This is not a new discovery; it has been around for several years. In 2008, McKinsey & Co. released a similar study, finding that up to 30% of servers in data centers were as they put it "functionally dead." The Uptime Institute issued a similar report in 2012, finding around 30% of servers to be idle and not working.
So why does this problem continue to go unaddressed Two reasons: the IT group does not have responsibility for the electric bill and IT does a lousy job tracking ownership of the servers once deployed. It buys the servers but doesn't pay the electric bill or keep a proper inventory and that allows zombies to proliferate.
"It's a case of management and a challenge to management and an issue of lack of incentives. In a lot of cases IT people are incentivized to keep things up and running and aren't paying the power bill. They have no incentive to lower their power bill," said Taylor.
Aaron Rallo, CEO of TSO Logic, echoed the sentiment that it's a management problem. "I've built data centers and needed them for every business I've run. When you think about business priorities, I think a lot of executives view their data center as a process that they can't do anything about and let the data center slide from an expense perspective," he said.
"A CEO can tell you to the dollar how much they spend on labor, on marketing, on sales, but when it comes to the data center, which is often the largest expense, they don't have any idea," he added.
If this news surprises you, it should not. Think about it. If you have ever walked through a data center, did you ever stop to wonder if the servers in the racks were all being used
"Nobody's looking for it. It hasn't been easy to look for. There has been no easy way to find out. IT is not inclined to shut down boxes if they don't know who owns it," said Taylor.

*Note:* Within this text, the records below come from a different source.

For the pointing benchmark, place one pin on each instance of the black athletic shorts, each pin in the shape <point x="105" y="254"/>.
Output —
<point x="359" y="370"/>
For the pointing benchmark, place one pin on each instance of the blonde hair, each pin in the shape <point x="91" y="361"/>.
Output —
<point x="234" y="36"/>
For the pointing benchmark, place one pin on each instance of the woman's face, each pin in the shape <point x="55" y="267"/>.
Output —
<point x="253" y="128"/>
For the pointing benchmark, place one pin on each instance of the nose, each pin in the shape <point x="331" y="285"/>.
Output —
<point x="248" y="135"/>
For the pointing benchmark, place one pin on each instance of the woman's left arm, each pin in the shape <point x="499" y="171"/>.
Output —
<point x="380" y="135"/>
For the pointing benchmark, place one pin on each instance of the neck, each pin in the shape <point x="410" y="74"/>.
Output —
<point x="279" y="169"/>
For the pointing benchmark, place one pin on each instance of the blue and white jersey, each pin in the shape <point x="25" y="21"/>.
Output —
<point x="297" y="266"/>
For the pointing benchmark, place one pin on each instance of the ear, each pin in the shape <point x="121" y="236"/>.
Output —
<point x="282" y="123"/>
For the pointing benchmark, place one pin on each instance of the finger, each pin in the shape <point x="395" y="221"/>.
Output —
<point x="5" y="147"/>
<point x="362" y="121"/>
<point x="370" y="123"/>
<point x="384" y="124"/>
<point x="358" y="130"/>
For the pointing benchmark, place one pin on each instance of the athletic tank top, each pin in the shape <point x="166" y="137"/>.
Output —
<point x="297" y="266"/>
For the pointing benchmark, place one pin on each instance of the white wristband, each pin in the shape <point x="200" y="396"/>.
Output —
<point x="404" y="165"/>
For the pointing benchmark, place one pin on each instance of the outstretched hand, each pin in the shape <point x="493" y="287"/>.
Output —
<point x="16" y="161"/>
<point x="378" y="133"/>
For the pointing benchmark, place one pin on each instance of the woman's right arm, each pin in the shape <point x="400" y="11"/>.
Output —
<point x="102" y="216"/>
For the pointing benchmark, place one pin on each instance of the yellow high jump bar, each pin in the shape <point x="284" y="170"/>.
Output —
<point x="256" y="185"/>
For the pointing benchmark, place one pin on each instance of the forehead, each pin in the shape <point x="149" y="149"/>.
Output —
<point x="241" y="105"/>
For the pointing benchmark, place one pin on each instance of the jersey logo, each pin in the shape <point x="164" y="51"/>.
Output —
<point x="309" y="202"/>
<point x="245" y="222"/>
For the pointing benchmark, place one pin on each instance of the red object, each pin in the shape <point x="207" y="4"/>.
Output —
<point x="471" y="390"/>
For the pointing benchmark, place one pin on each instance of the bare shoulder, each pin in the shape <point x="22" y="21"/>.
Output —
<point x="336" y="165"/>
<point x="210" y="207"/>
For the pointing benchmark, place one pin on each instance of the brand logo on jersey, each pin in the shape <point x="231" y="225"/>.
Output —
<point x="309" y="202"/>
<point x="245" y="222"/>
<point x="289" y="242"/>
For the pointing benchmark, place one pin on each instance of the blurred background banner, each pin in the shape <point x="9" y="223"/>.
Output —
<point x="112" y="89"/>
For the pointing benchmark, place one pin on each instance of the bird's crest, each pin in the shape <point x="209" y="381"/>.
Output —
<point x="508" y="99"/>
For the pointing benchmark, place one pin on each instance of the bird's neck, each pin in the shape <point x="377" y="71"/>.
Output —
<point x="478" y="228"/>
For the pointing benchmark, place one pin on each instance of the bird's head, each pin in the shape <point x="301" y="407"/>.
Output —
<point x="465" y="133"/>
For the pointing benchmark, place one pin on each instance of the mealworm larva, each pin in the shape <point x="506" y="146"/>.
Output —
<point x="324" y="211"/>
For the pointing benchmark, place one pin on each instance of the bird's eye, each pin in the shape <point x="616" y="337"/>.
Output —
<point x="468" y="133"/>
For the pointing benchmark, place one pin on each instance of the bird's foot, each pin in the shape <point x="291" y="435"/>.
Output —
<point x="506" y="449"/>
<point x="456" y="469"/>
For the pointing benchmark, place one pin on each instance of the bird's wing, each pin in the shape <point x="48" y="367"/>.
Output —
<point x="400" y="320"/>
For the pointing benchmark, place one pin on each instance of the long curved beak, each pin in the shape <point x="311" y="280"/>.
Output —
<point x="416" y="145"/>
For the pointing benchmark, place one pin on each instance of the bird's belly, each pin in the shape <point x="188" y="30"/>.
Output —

He added that thanks to less than ideal record keeping, sometimes the only way to find out what a server does is shut it down and see who screams.
Alastair Winner, vice president of technology services, compute at HP, said there are multiple ways servers get forgotten.
"The reality for most enterprises is they don’t write their apps, they have many apps for many workloads that require different servers and solutions.There is undoubtedly going to be a level of inefficiency built into the system," he said.
For example, some companies deliberately build in excess capacity and have systems standing by to take over when greater load capacity than usual is required. So they might overprovision for peaks and demand.
Then there's Shadow IT, the people who go into business for themselves within a company and skirt official company policy on IT. Some departments don’t utilize official enterprise channels and buy their own machines. And then there's merger and acquisition activity, where redundant systems might be set aside but not actually shut down.
John Abbott, director of advanced technical services at Centrilogic, a cloud services provider that also does migrations, runs into this all the time, especially now that he's doing Windows Server 2003 migrations. He said about 75% of his customers have at least some servers not being used, and that the larger the data center, the more likely there are things running no one knows about.
"What we find with these discoveries is where a server was set up and the app owner changed their mind or the app never got approval or they are proof of concept servers that never do anything," he said.
In his experience, zombie servers tend to be older most often because the person(s) using it have moved on one way or another and the server was never repurposed or decommissioned.
"Over time, what you find is the people with the knowledge of the environment change jobs or get let go and there is no knowledge transfer. No one knows what those servers are so they don't touch them. They assume if it's there it's running in production and they don't do anything with it," he said.
One of the biggest sources of help in flushing out zombie servers has been the Windows Server 2003 end of life this past July and subsequent migrations by firms off the aged operating system. Most firms used the end of support for Server 2003 as an opportunity to take a full and complete inventory of what they have and that is rooting out the zombies.
"The Windows Server 2003 project is straightening a lot of this out because people are analyzing their current inventory so that at the end of this they have a compete inventory," said Abbott. "Server 2003 helped expose this because otherwise no one would look at them. If they aren’t broken people aren't going to address them."
Winner said that IT needs to start keeping much better track of what it has. "The key here, the way we solve this, is truly to have a very well thought through asset management approach that looks at the physical location of the server and understands where they sit in the operation of the environment," he said.
The other part of the solution is ownership. Part of the criteria for the purchase of servers or racks should be the total cost of ownership, which includes power and cooling requirements of that device. When the IT department gets the electric bill, it will become much more militant about keeping all servers running at maximum efficiency.
Abbot's view is somewhat similar, in that data center operators need to keep a decent inventory. "They need to be more stringent in their change control and documentation process so when they stand up a new server, they keep track of their assets. What they do after that is up to them. We can tell them they need to be more stringent and document what they are doing but at the end of the day it's up to the companies," he said.
Asset management needs to become a management priority and needs to be brought onto the radar of management and the CFO, said Taylor. "This is the kind of thing a CFO would love. If you went to them and said 'I can reduce your operating costs,' do you think they would listen But you need to have the information to support that," he said.
Rallo said the data center must be viewed as part of the supply chain of a firm and with the same sharp eye as every other part of the chain. "Walmart looks at every part of their supply chain. All of its executives are focused on delivering product on time and reducing cost. If we started thinking about the data center as part of their supply chain, the change is going to come," he said.